Justus et ses trois enfants vivent dans une hutte faite de briques et de terre pas plus grande qu’un lit double, au milieu d’un champ situé à quelques kilomètres de la ville de Kauwi, dans le comté de Kitui.
Tout autour, le paysage est pelé. On y trouve quelques cultures de maïs qui ne donnent rien, des broussailles épineuses et des parcelles d’herbe sèche. La famille survit majoritairement grâce aux dons que leur font les habitants de Kauwi. Actuellement, Justus attend un transfert d’argent en espèces du Programme alimentaire mondial (PAM). Faute de quoi, il prie. « Je prie beaucoup », explique-t-il, « plus de cinq fois par jour ».
Au Kenya, de très nombreuses personnes souffrent de la faim, en partie à cause des pénuries alimentaires qui touchent le pays, mais aussi de l’augmentation significative des prix, qui ont atteint un niveau largement supérieur à la moyenne quinquennale. Cette hausse des prix des denrées alimentaires n’est cependant pas uniquement due à un défaut d’approvisionnement, alors que les effets persistants de la pandémie de COVID-19 ont entraîné des pénuries de main-d’œuvre et des ralentissements dans les chaînes d’approvisionnement.
S’ajoute à cette équation le conflit russo-ukrainien, qui a mis un frein aux approvisionnements d’engrais. Dans le sillage de la guerre, plusieurs pays ont également pris la décision d’imposer des contrôles sur les exportations de denrées alimentaires. En sus, la volatilité du prix de l’énergie a engendré d’importants problèmes pour les agriculteurs à travers le monde.
Dans ce contexte géopolitique houleux, certaines entreprises agroalimentaires kenyanes s’efforcent de limiter les risques auxquels font face les agriculteurs tout en maintenant la production alimentaire du pays. Frigoken, l’un des plus grands exportateurs de haricots verts à destination du marché européen, conclut depuis plusieurs dizaines d’années des contrats avec des dizaines de milliers de petits exploitants.
Bien avant la période de récolte, l’entreprise convient avec chacun d’entre eux d’un prix préétabli pour les haricots, ce qui leur garantit un marché stable. Frigoken leur facilite en parallèle l’accès à des intrants, notamment des engrais, au travers d’un mécanisme de crédit. Elle leur propose également des programmes de formation mis en œuvre par des agents de vulgarisation pour les aider à développer leurs connaissances techniques. Grâce à ce système, les agriculteurs et l’entreprise augmentent leurs rendements et leurs revenus.
« J’aurais aimé que mes parents pratiquent ce type d’agriculture »
Dans le comté de Muranga, j’ai retrouvé Peter Joroge sur sa parcelle luxuriante entourée de bananiers et d’eucalyptus. L’homme m’a parlé de son succès dans la culture de haricots et de sa collaboration avec Frigoken au cours des 10 dernières années. « Au début, j’obtenais 80 à 100 kg par plant par année », explique-t-il. « Petit à petit, j’ai atteint les 200 kg par plan. J’aurais aimé que mes parents pratiquent ce type d’agriculture, car j’aurais pu rester à l’école plus longtemps. »

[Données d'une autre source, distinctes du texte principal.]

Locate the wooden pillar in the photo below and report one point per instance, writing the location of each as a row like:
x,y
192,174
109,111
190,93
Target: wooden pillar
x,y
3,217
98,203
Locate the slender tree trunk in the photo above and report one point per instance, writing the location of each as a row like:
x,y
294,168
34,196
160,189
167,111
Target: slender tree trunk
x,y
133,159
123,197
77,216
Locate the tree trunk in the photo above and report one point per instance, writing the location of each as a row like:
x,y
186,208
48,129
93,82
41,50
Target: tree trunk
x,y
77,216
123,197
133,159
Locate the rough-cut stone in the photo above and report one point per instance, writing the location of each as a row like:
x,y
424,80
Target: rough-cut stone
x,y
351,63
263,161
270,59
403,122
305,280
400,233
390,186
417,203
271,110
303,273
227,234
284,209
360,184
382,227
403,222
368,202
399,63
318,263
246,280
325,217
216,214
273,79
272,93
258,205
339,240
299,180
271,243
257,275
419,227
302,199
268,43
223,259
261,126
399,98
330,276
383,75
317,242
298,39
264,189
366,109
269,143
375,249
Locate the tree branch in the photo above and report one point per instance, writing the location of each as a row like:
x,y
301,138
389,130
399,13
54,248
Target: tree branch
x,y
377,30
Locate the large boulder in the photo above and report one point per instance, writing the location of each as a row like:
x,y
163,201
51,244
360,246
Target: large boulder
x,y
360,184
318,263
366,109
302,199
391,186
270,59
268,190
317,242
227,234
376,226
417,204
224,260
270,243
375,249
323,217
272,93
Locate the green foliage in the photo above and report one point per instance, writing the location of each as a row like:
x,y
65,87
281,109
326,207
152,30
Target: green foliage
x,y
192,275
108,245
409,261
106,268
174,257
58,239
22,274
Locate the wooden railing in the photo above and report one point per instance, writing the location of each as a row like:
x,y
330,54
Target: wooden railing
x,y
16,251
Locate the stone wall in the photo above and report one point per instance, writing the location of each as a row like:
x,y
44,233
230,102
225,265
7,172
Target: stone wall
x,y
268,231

En plus de les aider à faire pousser des cultures commerciales, Frigoken aide également ses agriculteurs partenaires à produire des produits de base tels que le maïs pour leur consommation personnelle. L’objectif de ce travail est d’améliorer la sécurité alimentaire des foyers des petits exploitants ainsi que la viabilité à long terme de leur activité agricole.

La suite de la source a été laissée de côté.